Eversheds boss Bryan Hughes talks about leadership in a global downturn
Has the prospect of running a law firm become that unattractive? The number of uncontested management elections at firms this year suggests so.
Allen & Overy’s management duo both sailed back into office in January, as did Addleshaw Goddard managing partner Paul Devitt. Nobody thought to stand against Berwin Leighton Paisner managing partner Neville Eisenberg in Feburary, nor Taylor Wessing’s Tim Eyles in May.
And so it was for Eversheds chief executive Bryan Hughes, who was given a second four-year term at the helm on 9 October.
“It’s difficult to run a law firm in times such as these,” says Hughes. “It’s a time of uncertainty and you have to make difficult decisions that people won’t like.
“Six or seven years ago it was a case of – even a turkey can fly in a high wind,” adds Hughes, meaning that in the boom years firms did not have to be lean to make money.
Indeed, with his first term beginning in September 2008 Hughes’ reign so far as chief executive has been defined by the global economic crash.

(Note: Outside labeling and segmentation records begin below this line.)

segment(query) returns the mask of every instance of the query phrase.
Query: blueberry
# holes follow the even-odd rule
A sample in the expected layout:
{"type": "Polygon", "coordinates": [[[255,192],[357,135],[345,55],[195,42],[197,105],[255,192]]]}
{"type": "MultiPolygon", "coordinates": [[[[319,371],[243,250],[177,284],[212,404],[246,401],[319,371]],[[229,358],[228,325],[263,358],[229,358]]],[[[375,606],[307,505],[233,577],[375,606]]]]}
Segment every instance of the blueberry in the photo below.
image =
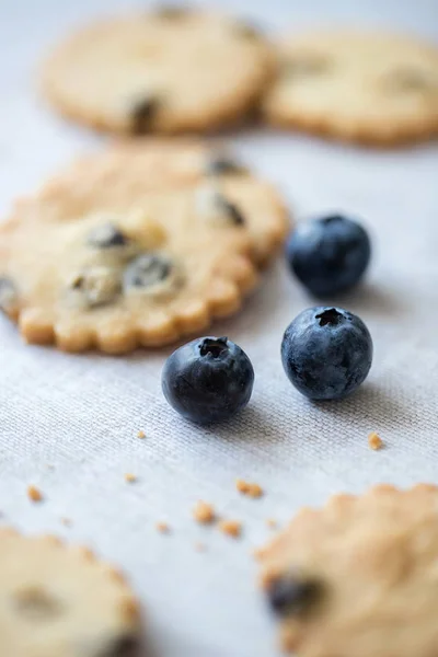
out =
{"type": "Polygon", "coordinates": [[[288,240],[286,255],[302,285],[315,297],[327,297],[360,280],[371,244],[359,223],[333,215],[298,226],[288,240]]]}
{"type": "Polygon", "coordinates": [[[321,596],[318,579],[303,579],[292,574],[277,577],[268,588],[272,610],[279,615],[307,611],[321,596]]]}
{"type": "Polygon", "coordinates": [[[125,246],[128,242],[120,229],[114,226],[114,223],[97,226],[89,233],[87,241],[94,249],[125,246]]]}
{"type": "Polygon", "coordinates": [[[136,257],[124,274],[125,289],[147,288],[169,278],[171,261],[160,253],[143,253],[136,257]]]}
{"type": "Polygon", "coordinates": [[[131,132],[141,135],[149,131],[161,105],[161,99],[152,93],[145,92],[135,99],[129,106],[131,132]]]}
{"type": "Polygon", "coordinates": [[[342,308],[303,310],[286,328],[283,367],[311,400],[341,399],[367,378],[372,339],[364,322],[342,308]]]}
{"type": "Polygon", "coordinates": [[[226,154],[209,158],[205,164],[207,175],[242,175],[247,169],[226,154]]]}
{"type": "Polygon", "coordinates": [[[200,337],[174,351],[162,372],[170,405],[198,424],[227,419],[250,401],[254,370],[246,354],[227,337],[200,337]]]}

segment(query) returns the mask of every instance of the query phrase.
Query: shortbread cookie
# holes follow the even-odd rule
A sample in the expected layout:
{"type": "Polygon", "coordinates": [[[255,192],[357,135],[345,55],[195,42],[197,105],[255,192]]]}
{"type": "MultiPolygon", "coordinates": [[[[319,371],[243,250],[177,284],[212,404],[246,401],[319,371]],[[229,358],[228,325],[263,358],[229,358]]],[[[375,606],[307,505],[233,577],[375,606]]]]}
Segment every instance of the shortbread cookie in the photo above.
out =
{"type": "MultiPolygon", "coordinates": [[[[220,143],[175,137],[122,141],[102,153],[79,159],[62,176],[62,184],[76,186],[84,171],[83,185],[105,187],[107,199],[137,194],[141,188],[176,189],[196,185],[199,205],[211,214],[218,194],[237,201],[241,198],[242,205],[238,206],[244,214],[252,255],[258,265],[269,261],[290,230],[285,205],[273,186],[252,175],[220,143]]],[[[59,177],[56,184],[60,184],[59,177]]]]}
{"type": "Polygon", "coordinates": [[[154,192],[140,172],[119,174],[110,185],[88,170],[60,177],[0,227],[0,307],[25,341],[160,346],[235,312],[254,287],[245,226],[264,218],[263,188],[154,192]]]}
{"type": "Polygon", "coordinates": [[[438,487],[335,496],[303,509],[260,558],[286,652],[436,657],[438,487]]]}
{"type": "Polygon", "coordinates": [[[44,68],[64,114],[115,132],[203,131],[242,118],[273,76],[273,55],[245,23],[178,8],[95,23],[44,68]]]}
{"type": "Polygon", "coordinates": [[[407,36],[291,35],[264,102],[269,122],[385,145],[438,132],[438,49],[407,36]]]}
{"type": "Polygon", "coordinates": [[[0,529],[0,655],[137,657],[139,616],[119,572],[89,550],[0,529]]]}

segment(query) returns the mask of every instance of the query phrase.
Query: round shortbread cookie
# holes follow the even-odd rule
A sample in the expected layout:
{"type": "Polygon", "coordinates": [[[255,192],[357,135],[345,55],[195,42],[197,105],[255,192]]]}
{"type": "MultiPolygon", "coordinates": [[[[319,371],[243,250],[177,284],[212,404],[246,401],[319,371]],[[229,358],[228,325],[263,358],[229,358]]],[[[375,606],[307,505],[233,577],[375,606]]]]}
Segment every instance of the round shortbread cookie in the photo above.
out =
{"type": "Polygon", "coordinates": [[[0,655],[135,657],[139,603],[118,570],[54,537],[0,529],[0,655]]]}
{"type": "Polygon", "coordinates": [[[67,116],[115,132],[181,132],[242,118],[273,74],[250,25],[212,12],[161,8],[95,23],[53,53],[47,97],[67,116]]]}
{"type": "Polygon", "coordinates": [[[258,553],[299,657],[436,657],[438,487],[389,485],[306,508],[258,553]]]}
{"type": "MultiPolygon", "coordinates": [[[[66,186],[76,184],[87,171],[87,185],[105,186],[106,194],[119,196],[132,189],[176,189],[199,186],[208,198],[214,192],[239,194],[246,199],[245,228],[256,264],[265,265],[283,245],[290,230],[290,218],[278,193],[256,178],[226,145],[194,138],[148,137],[116,143],[102,153],[77,160],[64,177],[66,186]],[[252,203],[250,201],[253,197],[252,203]],[[258,206],[258,207],[257,207],[258,206]]],[[[60,178],[57,178],[59,184],[60,178]]]]}
{"type": "Polygon", "coordinates": [[[264,101],[278,126],[389,145],[438,132],[438,49],[407,36],[316,32],[278,46],[264,101]]]}
{"type": "Polygon", "coordinates": [[[0,227],[0,308],[26,342],[107,353],[235,312],[257,279],[257,239],[270,253],[285,210],[250,175],[212,178],[148,188],[130,152],[73,165],[0,227]]]}

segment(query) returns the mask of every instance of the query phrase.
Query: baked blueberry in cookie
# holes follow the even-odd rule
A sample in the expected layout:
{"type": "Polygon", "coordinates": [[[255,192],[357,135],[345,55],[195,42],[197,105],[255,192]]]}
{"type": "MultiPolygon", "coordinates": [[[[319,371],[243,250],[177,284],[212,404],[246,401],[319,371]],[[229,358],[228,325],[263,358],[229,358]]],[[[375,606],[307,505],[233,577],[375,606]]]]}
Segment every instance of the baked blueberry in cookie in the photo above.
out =
{"type": "Polygon", "coordinates": [[[115,301],[122,291],[122,281],[116,269],[96,265],[73,276],[69,290],[77,304],[97,308],[115,301]]]}
{"type": "Polygon", "coordinates": [[[208,221],[244,226],[245,219],[238,206],[215,186],[206,185],[197,191],[197,210],[208,221]]]}
{"type": "Polygon", "coordinates": [[[360,318],[342,308],[309,308],[286,328],[281,360],[290,382],[304,396],[342,399],[368,376],[371,335],[360,318]]]}
{"type": "Polygon", "coordinates": [[[89,233],[88,243],[95,249],[110,249],[112,246],[125,246],[128,239],[114,223],[104,223],[89,233]]]}
{"type": "Polygon", "coordinates": [[[246,354],[227,337],[201,337],[168,358],[161,380],[164,396],[177,413],[210,424],[246,406],[254,370],[246,354]]]}
{"type": "Polygon", "coordinates": [[[129,112],[131,131],[135,135],[147,132],[150,129],[160,105],[161,101],[158,96],[150,93],[145,93],[145,95],[132,102],[129,112]]]}
{"type": "Polygon", "coordinates": [[[302,613],[321,596],[322,586],[316,579],[288,573],[276,577],[267,589],[270,608],[278,615],[302,613]]]}
{"type": "Polygon", "coordinates": [[[172,272],[172,262],[159,253],[143,253],[136,257],[124,274],[125,289],[148,288],[165,280],[172,272]]]}
{"type": "Polygon", "coordinates": [[[247,173],[247,169],[228,155],[214,155],[206,163],[207,175],[240,175],[247,173]]]}

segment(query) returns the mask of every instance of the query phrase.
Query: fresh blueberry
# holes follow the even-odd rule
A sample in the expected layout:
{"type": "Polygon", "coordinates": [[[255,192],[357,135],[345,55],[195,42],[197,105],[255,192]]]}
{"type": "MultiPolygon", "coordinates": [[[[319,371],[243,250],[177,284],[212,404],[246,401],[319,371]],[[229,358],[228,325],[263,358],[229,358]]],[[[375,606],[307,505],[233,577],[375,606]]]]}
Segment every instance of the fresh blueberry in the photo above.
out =
{"type": "Polygon", "coordinates": [[[360,280],[371,244],[357,221],[333,215],[298,226],[288,240],[286,255],[302,285],[315,297],[327,297],[360,280]]]}
{"type": "Polygon", "coordinates": [[[360,385],[372,361],[372,339],[364,322],[342,308],[303,310],[286,328],[283,367],[311,400],[337,400],[360,385]]]}
{"type": "Polygon", "coordinates": [[[250,401],[254,370],[246,354],[227,337],[200,337],[174,351],[162,373],[170,405],[187,419],[227,419],[250,401]]]}

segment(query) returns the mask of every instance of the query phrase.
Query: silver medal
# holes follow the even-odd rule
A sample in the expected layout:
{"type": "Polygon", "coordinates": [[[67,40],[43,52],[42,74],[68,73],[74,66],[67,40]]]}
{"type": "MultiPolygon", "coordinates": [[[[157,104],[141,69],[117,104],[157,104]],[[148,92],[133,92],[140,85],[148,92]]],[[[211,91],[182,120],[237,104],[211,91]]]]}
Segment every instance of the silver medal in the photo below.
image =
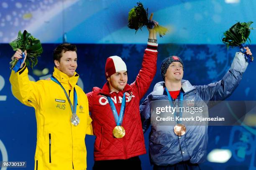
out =
{"type": "Polygon", "coordinates": [[[71,123],[74,124],[74,126],[77,126],[79,124],[80,119],[79,119],[79,117],[78,117],[77,114],[73,113],[72,114],[72,117],[71,117],[70,121],[71,122],[71,123]]]}

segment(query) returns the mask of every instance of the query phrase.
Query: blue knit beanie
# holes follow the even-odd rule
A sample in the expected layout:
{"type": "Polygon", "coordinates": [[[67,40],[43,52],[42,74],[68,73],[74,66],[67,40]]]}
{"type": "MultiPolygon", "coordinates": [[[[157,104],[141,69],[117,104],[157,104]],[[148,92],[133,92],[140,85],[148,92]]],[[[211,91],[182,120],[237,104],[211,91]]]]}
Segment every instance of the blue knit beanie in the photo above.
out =
{"type": "Polygon", "coordinates": [[[169,67],[169,66],[171,64],[171,63],[173,62],[177,61],[179,62],[182,65],[182,67],[183,68],[183,71],[184,70],[184,65],[182,59],[177,56],[170,56],[169,57],[167,57],[165,58],[161,64],[161,76],[164,81],[164,75],[167,71],[167,70],[169,67]]]}

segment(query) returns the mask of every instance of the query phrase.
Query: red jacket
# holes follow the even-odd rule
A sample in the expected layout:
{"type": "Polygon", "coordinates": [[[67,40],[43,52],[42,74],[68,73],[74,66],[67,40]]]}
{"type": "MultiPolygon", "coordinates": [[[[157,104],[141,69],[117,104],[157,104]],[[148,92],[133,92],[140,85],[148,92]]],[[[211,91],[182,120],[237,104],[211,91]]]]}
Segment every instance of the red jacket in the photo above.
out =
{"type": "Polygon", "coordinates": [[[127,159],[146,153],[139,107],[140,101],[149,87],[156,71],[157,47],[157,44],[148,43],[142,68],[136,80],[130,85],[127,84],[123,90],[110,93],[107,82],[102,89],[95,87],[87,94],[93,134],[96,136],[95,160],[127,159]],[[126,102],[121,126],[125,129],[125,135],[117,139],[113,134],[116,124],[105,96],[111,97],[119,115],[124,92],[126,102]]]}

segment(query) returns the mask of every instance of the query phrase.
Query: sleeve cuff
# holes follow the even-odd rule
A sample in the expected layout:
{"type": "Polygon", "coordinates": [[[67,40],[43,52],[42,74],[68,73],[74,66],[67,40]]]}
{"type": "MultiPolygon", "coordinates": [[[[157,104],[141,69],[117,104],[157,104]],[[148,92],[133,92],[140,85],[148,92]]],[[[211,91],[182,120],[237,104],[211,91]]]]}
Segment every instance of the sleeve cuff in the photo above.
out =
{"type": "Polygon", "coordinates": [[[25,71],[26,68],[27,66],[26,66],[26,64],[24,63],[24,65],[23,65],[23,67],[19,69],[17,71],[17,72],[19,73],[19,74],[21,74],[23,73],[23,72],[25,71]]]}
{"type": "Polygon", "coordinates": [[[243,73],[246,69],[248,66],[248,63],[245,60],[244,54],[240,52],[236,52],[231,69],[243,73]]]}
{"type": "Polygon", "coordinates": [[[154,43],[148,42],[148,46],[146,50],[153,52],[157,52],[158,44],[154,43]]]}

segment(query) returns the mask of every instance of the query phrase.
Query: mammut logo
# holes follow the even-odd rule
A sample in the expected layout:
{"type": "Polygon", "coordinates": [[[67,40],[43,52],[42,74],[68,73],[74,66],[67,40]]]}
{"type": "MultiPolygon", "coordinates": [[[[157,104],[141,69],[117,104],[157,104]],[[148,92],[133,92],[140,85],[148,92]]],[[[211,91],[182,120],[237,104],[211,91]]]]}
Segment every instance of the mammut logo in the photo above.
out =
{"type": "MultiPolygon", "coordinates": [[[[135,96],[133,95],[130,95],[128,93],[125,93],[125,96],[126,96],[125,97],[126,102],[129,102],[131,100],[132,98],[133,97],[135,97],[135,96]]],[[[119,103],[122,103],[122,101],[123,100],[123,97],[120,96],[119,96],[118,97],[118,99],[117,99],[116,96],[115,96],[113,98],[111,97],[111,98],[112,101],[114,102],[114,103],[116,104],[117,103],[118,99],[118,102],[119,103]]],[[[105,96],[102,96],[99,99],[99,102],[102,105],[105,105],[108,103],[108,99],[107,99],[106,97],[105,96]]]]}
{"type": "Polygon", "coordinates": [[[57,102],[60,102],[61,103],[65,103],[66,100],[61,100],[60,99],[55,99],[55,101],[57,102]]]}

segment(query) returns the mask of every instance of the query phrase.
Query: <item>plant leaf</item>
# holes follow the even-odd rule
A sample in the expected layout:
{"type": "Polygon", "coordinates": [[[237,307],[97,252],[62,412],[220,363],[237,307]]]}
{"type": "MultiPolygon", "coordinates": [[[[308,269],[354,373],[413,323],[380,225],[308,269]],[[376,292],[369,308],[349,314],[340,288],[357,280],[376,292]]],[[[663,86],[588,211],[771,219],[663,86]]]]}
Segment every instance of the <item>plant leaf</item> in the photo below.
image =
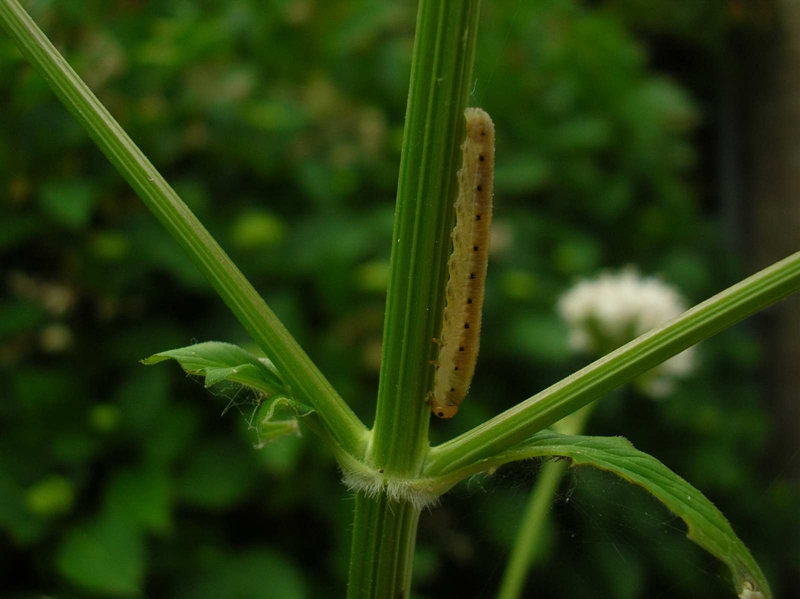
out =
{"type": "Polygon", "coordinates": [[[308,420],[312,420],[312,422],[306,420],[306,424],[308,424],[312,430],[321,428],[322,423],[317,422],[319,419],[316,411],[310,406],[289,399],[288,397],[270,398],[259,406],[258,413],[256,414],[254,426],[256,427],[258,440],[263,446],[280,437],[298,434],[298,418],[307,417],[311,417],[308,420]],[[291,414],[290,417],[278,417],[286,414],[286,412],[291,414]]]}
{"type": "Polygon", "coordinates": [[[567,458],[572,466],[594,466],[642,487],[686,523],[687,537],[730,568],[740,597],[772,597],[761,568],[725,516],[700,491],[621,437],[572,436],[542,431],[492,458],[460,469],[458,477],[461,480],[502,464],[541,457],[567,458]]]}
{"type": "Polygon", "coordinates": [[[189,374],[205,377],[206,388],[227,380],[267,395],[286,393],[278,371],[269,360],[257,358],[230,343],[198,343],[153,354],[142,363],[150,365],[164,360],[176,360],[189,374]]]}

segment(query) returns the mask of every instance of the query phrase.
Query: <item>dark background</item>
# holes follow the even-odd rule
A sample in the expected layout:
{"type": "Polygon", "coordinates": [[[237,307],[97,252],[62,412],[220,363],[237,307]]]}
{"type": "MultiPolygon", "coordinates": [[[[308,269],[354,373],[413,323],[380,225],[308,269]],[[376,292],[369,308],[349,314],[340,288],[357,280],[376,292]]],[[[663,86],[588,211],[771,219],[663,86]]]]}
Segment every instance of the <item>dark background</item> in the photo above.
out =
{"type": "MultiPolygon", "coordinates": [[[[585,363],[554,308],[577,278],[634,264],[694,303],[798,249],[795,2],[483,4],[485,332],[433,442],[585,363]]],[[[416,3],[24,5],[371,422],[416,3]]],[[[138,362],[195,340],[257,349],[4,35],[0,82],[0,596],[343,596],[353,501],[333,459],[309,434],[256,451],[253,397],[138,362]]],[[[703,343],[677,393],[623,390],[588,431],[697,486],[784,597],[798,312],[703,343]]],[[[494,595],[536,469],[423,514],[415,596],[494,595]]],[[[570,474],[552,515],[531,597],[732,596],[679,520],[610,475],[570,474]]]]}

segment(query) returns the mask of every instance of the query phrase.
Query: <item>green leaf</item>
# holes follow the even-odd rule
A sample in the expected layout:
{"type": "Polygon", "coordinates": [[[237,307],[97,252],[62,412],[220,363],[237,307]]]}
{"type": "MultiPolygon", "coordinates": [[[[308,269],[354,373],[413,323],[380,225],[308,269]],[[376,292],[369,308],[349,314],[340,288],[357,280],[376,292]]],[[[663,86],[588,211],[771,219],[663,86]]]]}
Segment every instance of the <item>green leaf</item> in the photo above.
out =
{"type": "Polygon", "coordinates": [[[198,343],[154,354],[142,363],[150,365],[164,360],[176,360],[189,374],[205,377],[207,388],[230,381],[267,395],[286,392],[278,371],[269,360],[257,358],[230,343],[198,343]]]}
{"type": "Polygon", "coordinates": [[[144,542],[122,520],[104,518],[68,533],[56,565],[73,584],[88,591],[133,597],[140,594],[144,578],[144,542]]]}
{"type": "Polygon", "coordinates": [[[481,460],[460,474],[463,478],[508,462],[541,457],[563,457],[573,466],[594,466],[642,487],[686,523],[686,536],[730,568],[740,597],[769,599],[772,596],[764,574],[725,516],[700,491],[621,437],[571,436],[543,431],[493,458],[481,460]]]}
{"type": "MultiPolygon", "coordinates": [[[[265,445],[271,441],[275,441],[286,435],[293,435],[298,433],[298,418],[306,418],[312,416],[317,420],[316,412],[310,406],[302,404],[298,401],[291,400],[287,397],[275,397],[268,399],[261,404],[258,408],[258,413],[255,419],[256,432],[258,433],[258,440],[261,445],[265,445]],[[279,415],[286,412],[293,413],[290,418],[278,418],[279,415]]],[[[314,429],[315,423],[309,423],[314,429]]],[[[319,423],[321,426],[322,423],[319,423]]]]}

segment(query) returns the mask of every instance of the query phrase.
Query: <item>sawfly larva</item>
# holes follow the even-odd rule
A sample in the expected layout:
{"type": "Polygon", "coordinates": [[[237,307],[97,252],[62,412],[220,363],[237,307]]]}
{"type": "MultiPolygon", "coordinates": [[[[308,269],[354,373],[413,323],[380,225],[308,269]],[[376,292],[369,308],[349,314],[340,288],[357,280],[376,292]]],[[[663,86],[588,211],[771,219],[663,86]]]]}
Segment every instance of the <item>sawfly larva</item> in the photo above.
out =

And with chief executives at Eversheds limited to two four-year terms – “I’m Obama-like in that respect,” quips Hughes – it’s possible that he will have stood down before markets recover. “I used to joke that I didn’t want to spend my whole time as a chief executive in recession, but that’s come back to bite me in the arse.
“It would be nice to get a bit of wind in our sails. We’ve got a streamlined business now so any growth would jump straight onto the bottom line.”
Asked what his proudest achievement has been, Hughes concedes that it has “probably been more a case of relief than pride in these difficult times” but says he has been happy with the firm’s return to profitability and keeping staff and partners informed and engaged during successive rounds of cuts.
Eversheds’ next three-year strategy is focused on making its international offices of a uniform quality.
That, says Hughes, would be his legacy: “If I can do it I’ll leave a happy man.”